Für den Befund (erhaltungswürdiger Zahn 1.1) wird eine Kassenkrone für 260 Euro Gesamtkosten benötigt. Davon übernimmt die gesetzliche Krankenkasse einen Anteil in Höhe von 181 Euro, wenn das Bonusheft mindestens 10 Jahre durchgängig geführt wurde. In diesem Beispiel beträgt der Eigenanteil 79 Euro, wovon die getesteten Zahnzusatzversicherungen zwischen 1 und 79 Euro übernehmen.

Für eine schönere vollverblendete Metall-Keramik-Krone werden 560 Euro als Gesamtkosten berechnet. Da sich der Befund gegenüber der Kassenkrone nicht ändert, bleibt der Festzuschuss der Kassen mit 181 Euro gleich. Dadurch steigt der Eigenanteil auf 379 Euro, wovon zwischen 71 und 379 Euro durch die getesteten Zahntarife übernommen werden.

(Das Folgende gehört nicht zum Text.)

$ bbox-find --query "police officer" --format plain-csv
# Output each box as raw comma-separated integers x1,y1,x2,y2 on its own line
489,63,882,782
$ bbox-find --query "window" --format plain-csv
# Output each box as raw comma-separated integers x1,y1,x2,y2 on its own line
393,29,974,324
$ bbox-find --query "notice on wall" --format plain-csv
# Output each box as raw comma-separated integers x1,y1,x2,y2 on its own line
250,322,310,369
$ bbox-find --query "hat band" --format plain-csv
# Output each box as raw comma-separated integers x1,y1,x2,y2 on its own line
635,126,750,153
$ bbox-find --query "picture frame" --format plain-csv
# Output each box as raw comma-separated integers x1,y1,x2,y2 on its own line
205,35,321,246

600 Euro werden für das dreiflächige Keramik-Inlay anstelle einer kostengünstigen Amalgamfüllung berechnet. Da für diese Behandlung die gesetzliche Versorgung eine Amalgamfüllung vorsieht, werden auch nur die Kosten dafür übernommen. Der Festzuschuss dafür beträgt 45 Euro, was einen Eigenanteil von 555 Euro ausmacht. Je nach Zahnzusatzversicherung werden dafür zwischen 0 und 555 Euro der Kosten übernommen.

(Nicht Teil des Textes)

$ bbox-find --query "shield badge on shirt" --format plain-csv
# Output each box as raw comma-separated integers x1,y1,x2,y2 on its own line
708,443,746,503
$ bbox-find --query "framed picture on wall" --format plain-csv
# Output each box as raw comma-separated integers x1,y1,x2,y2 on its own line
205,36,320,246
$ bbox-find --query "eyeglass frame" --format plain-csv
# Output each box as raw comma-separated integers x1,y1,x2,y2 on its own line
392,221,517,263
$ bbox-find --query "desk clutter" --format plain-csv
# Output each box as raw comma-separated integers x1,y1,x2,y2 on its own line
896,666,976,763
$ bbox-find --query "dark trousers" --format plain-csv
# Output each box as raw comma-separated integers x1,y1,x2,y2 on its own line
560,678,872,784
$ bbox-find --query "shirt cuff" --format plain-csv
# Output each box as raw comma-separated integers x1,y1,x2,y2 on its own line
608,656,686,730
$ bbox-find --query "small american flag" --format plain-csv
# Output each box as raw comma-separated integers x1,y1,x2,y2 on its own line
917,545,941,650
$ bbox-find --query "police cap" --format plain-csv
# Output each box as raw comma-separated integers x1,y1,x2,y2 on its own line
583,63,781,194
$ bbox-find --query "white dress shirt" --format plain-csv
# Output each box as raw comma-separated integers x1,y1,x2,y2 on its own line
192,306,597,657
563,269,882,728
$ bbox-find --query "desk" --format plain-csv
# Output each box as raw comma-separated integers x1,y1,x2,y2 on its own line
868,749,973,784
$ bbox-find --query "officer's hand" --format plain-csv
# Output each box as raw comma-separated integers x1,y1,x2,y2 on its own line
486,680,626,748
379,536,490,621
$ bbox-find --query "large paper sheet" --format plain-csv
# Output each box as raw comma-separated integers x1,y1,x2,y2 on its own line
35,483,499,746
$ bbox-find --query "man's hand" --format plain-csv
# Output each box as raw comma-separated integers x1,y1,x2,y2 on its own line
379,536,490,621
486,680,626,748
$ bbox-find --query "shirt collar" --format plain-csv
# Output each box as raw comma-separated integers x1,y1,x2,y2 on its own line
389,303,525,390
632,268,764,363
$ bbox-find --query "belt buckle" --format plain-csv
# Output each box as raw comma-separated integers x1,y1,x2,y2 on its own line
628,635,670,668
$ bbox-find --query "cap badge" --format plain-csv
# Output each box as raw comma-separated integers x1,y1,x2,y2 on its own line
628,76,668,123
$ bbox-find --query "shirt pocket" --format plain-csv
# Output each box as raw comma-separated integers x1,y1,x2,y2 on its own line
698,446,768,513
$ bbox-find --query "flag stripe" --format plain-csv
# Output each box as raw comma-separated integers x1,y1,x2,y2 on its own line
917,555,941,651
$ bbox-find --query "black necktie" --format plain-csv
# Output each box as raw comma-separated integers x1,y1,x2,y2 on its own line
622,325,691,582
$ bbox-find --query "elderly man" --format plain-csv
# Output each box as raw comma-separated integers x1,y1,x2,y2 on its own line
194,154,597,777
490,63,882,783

Mit 3.580 Euro ist das Implantat mit Abstand die teuerste Behandlung für den Zahnzusatzversicherungs-Vergleich. Für diesen Befund (zahnbegrenzte Lücke 2.1) werden bei einem mindestens 10 Jahre geführten Bonusheft 429 Euro als Kassenzuschuss durch die gesetzlichen Krankenversicherungen geleistet. Der Eigenanteil ist mit 3.151 Euro sehr hoch. Die getesteten Zahntarife decken zwischen 201 und 3.151 Euro ab.

Durch ein geführtes Bonusheft ändert sich die Leistung der gesetzlichen Krankenkasse. Stiftung Warentest geht in ihrem Vergleich davon aus, dass mindestens die letzten 10 Jahre ein Bonusheft durchgängig geführt worden ist. In diesem Fall fällt der Festzuschuss mit dem „Bonus 30“ um 30 % höher aus als ohne Bonus (0 bis 4 Jahre geführtes Bonusheft). Auch viele Zahnzusatzversicherungen leisten abhängig vom Bonusheft und erstatten mehr, wenn das Bonusheft lückenlos geführt ist.

Finden Sie mit dem grünen Button Ihren ganz persönlichen Testsieger. In unserem Online-Test werden die Tarife nach Altersgruppen und Ihren individuellen Anforderungen aufgelistet. Dabei wird das beste Preis-Leistungs-Verhältnis errechnet und angezeigt. Durch Ihre persönlichen Angaben (z. B. bestehende Zahnlücken, fehlende Zähne, die nicht ersetzt sind, oder bereits angeratene Behandlungen) passt sich das Angebot Ihren Bedürfnissen entsprechend an.

Ihren Testsieger finden

Mit dem Zahnzusatzversicherungs-Test der Stiftung Warentest 2016 die Tarife richtig vergleichen

Die Stiftung Warentest vergleicht 209 Zahnzusatzversicherungs-Angebote

Der neue Test für Zahnzusatzversicherungen analysiert 209 Zahntarife. Stiftung Warentest unterscheidet erstmalig nicht zwischen Tarifen nach Art der Lebensversicherung und Art der Schadenversicherung. Damit diese Tarife verglichen werden können, wurde bei den Schadentarifen ein Durchschnittsbeitrag zwischen dem 43. und 73. Lebensjahr ermittelt. Dieser kann mit dem Beitrag bei einem Eintrittsalter von 43 Jahren von Zahnzusatztarifen, die keine altersbedingten Beitragssteigerungen haben, verglichen werden.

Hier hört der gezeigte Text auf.